Caroline mengerlingkan matanya dengan jengah. "Itu tidak penting," balasnya singkat.

"Tapi bagiku penting." Caroline menaikkan salah satu alisnya, menunggu kalimat Nick selanjutnya. "Sebentar lagi kau akan menjadi istriku, Caroline. Kau harus tau itu. Aku tidak mau jika istriku nanti mencintai orang lain dan-"

"Istri? Maksudmu ... kita akan menikah?" potong Caroline yang langsung disambut dengan anggukan dari Nick.

Caroline tertawa kecil. "Kau bercanda?" tanyanya kemudian.

Nick menggeleng dan menjawab, "Bahkan Ayah kandungmu saja menyetujuinya. Ah, ralat, lebih tepatnya ... dia memang ingin kau menikah denganku."

Caroline menampilkan raut wajah bingung. Ia tidak mengerti dengan ucapan Nick kali ini. Ia bahkan masih belum percaya bahwa Xander adalah Ayah kandungnya.

"Jadi bagaimana? Kau mencintainya?" ulang Nick.

Caroline tersenyum kecil. Dengan berani ia menjawab, "Jika jawabannya iya, kau mau apa?"

Mendengarnya, Nick menyeringai. "Aku akan segera membunuhnya."

Tubuh Caroline seketika menegang. Ia menatap Nick tanpa mengerjap.

"Kau hanya milikku, Caroline. Hanya milikku," ucap Nick penuh dengan penekanan.

Caroline menggeleng lalu bangkit dari duduknya. "Aku tidak akan pernah mencintai, apalagi menikah dengan orang sepertimu!"

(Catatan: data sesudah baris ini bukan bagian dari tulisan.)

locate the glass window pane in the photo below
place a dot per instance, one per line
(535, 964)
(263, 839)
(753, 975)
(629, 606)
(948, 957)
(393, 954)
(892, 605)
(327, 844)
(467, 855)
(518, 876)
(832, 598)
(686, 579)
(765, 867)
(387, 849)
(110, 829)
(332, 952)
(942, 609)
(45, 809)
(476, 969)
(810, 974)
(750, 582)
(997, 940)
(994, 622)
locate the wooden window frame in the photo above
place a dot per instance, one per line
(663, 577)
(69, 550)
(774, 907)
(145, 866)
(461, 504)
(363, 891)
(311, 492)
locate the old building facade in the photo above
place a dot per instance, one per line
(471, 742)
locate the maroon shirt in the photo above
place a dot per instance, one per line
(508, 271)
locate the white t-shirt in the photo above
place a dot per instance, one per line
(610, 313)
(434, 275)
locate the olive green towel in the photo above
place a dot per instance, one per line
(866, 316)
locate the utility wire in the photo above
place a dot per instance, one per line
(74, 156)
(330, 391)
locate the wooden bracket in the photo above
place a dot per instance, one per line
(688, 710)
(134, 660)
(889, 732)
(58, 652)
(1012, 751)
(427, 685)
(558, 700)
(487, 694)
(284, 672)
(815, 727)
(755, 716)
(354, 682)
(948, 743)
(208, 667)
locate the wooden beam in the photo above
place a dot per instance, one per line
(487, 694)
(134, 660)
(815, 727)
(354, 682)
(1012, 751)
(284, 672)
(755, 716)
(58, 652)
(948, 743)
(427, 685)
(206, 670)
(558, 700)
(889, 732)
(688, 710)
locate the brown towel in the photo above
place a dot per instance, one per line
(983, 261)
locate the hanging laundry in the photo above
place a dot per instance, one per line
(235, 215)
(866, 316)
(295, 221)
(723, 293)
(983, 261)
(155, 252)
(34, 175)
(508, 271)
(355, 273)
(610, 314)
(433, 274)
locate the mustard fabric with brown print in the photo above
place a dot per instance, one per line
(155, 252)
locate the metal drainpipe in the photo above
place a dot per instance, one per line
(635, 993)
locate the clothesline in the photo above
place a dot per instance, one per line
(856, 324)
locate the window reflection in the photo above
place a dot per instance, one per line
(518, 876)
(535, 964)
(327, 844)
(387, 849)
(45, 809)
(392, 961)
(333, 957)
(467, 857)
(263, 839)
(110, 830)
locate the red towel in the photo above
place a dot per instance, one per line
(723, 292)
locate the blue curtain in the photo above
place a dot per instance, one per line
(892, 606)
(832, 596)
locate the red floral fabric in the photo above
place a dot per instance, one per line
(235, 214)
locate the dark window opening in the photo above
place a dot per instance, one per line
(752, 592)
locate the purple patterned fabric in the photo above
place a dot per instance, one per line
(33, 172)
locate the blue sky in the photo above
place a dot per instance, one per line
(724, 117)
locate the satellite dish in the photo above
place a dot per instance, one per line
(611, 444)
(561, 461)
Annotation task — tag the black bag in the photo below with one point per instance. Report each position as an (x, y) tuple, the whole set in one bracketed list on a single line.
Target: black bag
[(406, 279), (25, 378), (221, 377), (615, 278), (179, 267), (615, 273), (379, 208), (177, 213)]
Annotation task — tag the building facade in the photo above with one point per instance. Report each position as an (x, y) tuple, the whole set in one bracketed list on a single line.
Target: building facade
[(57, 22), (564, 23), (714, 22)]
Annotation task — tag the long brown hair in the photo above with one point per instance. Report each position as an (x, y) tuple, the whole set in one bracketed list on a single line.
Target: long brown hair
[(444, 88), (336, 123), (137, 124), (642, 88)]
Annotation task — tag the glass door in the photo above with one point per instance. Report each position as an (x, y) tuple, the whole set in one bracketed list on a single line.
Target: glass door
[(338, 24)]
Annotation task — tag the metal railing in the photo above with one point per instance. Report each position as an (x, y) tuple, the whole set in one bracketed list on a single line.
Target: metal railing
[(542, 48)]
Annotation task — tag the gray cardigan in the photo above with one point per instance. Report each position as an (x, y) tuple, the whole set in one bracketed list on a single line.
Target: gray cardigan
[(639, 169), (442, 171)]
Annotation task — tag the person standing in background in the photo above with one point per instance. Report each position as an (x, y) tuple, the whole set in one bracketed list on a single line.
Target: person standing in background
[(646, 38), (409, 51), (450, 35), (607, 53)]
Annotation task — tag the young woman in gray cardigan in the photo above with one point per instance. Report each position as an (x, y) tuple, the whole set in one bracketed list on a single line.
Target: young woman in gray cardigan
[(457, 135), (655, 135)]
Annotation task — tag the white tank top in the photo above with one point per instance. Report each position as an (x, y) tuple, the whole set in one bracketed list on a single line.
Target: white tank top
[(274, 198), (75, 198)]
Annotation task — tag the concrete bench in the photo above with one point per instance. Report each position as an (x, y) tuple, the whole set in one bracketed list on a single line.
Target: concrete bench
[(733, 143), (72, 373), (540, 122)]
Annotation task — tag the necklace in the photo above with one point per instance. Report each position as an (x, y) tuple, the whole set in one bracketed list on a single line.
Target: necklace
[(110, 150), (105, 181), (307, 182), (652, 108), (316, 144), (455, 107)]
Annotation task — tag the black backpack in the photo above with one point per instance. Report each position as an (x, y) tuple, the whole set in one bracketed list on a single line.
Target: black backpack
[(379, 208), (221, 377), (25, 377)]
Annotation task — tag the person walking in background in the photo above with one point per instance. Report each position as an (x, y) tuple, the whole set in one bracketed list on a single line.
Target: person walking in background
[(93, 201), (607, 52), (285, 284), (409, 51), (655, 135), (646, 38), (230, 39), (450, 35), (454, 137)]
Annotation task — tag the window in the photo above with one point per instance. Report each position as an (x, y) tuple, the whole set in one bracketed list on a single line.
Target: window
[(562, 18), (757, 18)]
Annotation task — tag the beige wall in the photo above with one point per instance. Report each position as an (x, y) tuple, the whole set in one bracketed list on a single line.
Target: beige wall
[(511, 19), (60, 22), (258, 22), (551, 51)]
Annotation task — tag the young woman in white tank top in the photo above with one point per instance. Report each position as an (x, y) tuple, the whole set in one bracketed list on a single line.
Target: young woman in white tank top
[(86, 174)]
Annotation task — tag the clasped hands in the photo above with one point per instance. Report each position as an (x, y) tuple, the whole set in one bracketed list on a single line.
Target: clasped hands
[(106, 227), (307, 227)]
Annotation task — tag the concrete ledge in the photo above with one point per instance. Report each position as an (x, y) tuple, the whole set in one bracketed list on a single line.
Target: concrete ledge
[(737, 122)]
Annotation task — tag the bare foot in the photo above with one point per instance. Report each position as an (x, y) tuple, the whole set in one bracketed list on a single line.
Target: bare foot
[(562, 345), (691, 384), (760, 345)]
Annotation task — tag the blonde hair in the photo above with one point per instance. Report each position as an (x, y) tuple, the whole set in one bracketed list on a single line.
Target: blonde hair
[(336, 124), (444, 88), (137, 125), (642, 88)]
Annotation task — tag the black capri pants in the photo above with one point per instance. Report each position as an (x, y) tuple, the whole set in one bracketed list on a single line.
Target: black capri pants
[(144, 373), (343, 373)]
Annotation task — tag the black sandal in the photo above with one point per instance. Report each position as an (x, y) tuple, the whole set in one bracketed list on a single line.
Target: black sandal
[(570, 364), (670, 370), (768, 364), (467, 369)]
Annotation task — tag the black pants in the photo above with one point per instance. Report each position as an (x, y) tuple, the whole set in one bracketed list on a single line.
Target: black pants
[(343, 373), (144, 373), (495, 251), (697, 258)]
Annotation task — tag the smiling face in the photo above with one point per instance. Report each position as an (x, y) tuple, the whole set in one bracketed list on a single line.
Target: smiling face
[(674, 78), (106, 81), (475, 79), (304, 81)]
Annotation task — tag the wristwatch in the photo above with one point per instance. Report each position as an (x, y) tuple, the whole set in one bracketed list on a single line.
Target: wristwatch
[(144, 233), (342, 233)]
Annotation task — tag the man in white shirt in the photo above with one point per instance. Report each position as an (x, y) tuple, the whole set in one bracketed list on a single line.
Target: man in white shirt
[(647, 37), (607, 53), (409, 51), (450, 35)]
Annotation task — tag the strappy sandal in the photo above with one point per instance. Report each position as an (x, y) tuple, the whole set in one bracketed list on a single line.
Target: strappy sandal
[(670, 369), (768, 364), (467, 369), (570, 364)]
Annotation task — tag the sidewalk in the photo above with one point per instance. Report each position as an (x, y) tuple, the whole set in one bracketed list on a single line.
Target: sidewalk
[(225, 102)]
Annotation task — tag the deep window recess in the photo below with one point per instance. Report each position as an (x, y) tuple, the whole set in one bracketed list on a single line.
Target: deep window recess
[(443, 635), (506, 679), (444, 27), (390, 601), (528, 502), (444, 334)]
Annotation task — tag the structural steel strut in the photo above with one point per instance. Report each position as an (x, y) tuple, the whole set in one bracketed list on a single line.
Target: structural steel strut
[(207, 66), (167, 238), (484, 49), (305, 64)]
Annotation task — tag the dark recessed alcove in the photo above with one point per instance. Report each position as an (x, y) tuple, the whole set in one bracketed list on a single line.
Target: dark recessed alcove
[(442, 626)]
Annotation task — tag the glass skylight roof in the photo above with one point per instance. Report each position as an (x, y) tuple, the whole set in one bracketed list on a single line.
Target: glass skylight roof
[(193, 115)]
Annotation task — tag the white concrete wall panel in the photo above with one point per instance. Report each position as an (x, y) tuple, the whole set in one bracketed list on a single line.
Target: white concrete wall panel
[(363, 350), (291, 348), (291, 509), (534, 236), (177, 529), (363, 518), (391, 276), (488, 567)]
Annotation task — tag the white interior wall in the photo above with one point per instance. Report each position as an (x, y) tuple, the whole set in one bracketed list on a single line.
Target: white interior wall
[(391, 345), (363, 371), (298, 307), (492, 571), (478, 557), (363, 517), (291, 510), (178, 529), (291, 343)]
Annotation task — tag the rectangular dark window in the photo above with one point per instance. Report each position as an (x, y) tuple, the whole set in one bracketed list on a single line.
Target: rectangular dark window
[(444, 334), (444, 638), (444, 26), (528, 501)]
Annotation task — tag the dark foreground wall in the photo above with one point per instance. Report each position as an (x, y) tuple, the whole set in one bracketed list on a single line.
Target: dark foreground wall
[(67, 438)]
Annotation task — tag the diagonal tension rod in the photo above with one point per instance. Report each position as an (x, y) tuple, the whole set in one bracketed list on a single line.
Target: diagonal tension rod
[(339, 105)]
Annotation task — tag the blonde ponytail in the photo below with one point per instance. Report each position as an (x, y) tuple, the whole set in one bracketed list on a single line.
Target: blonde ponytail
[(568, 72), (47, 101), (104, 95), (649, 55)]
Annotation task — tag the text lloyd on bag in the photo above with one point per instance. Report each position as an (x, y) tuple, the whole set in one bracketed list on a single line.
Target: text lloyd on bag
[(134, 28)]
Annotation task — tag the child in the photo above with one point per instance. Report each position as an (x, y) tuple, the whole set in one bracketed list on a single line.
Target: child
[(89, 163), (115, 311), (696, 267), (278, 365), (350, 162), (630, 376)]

Nick ikut merubah posisinya menjadi berdiri. Ia berjalan mendekati Caroline dan meraih salah satu tangannya lalu mencengkramnya dengan erat. "Kau tidak bisa menolaknya. Kau pasti akan menikah denganku. Hanya denganku," desis Nick.

Caroline memberontak untuk melepaskan cengkraman Nick di tangannya namun tidak bisa. Ia menatap Nick dengan tajam. "Aku tidak percaya bahwa kau bisa sejahat ini, Nick," imbuhnya kemudian.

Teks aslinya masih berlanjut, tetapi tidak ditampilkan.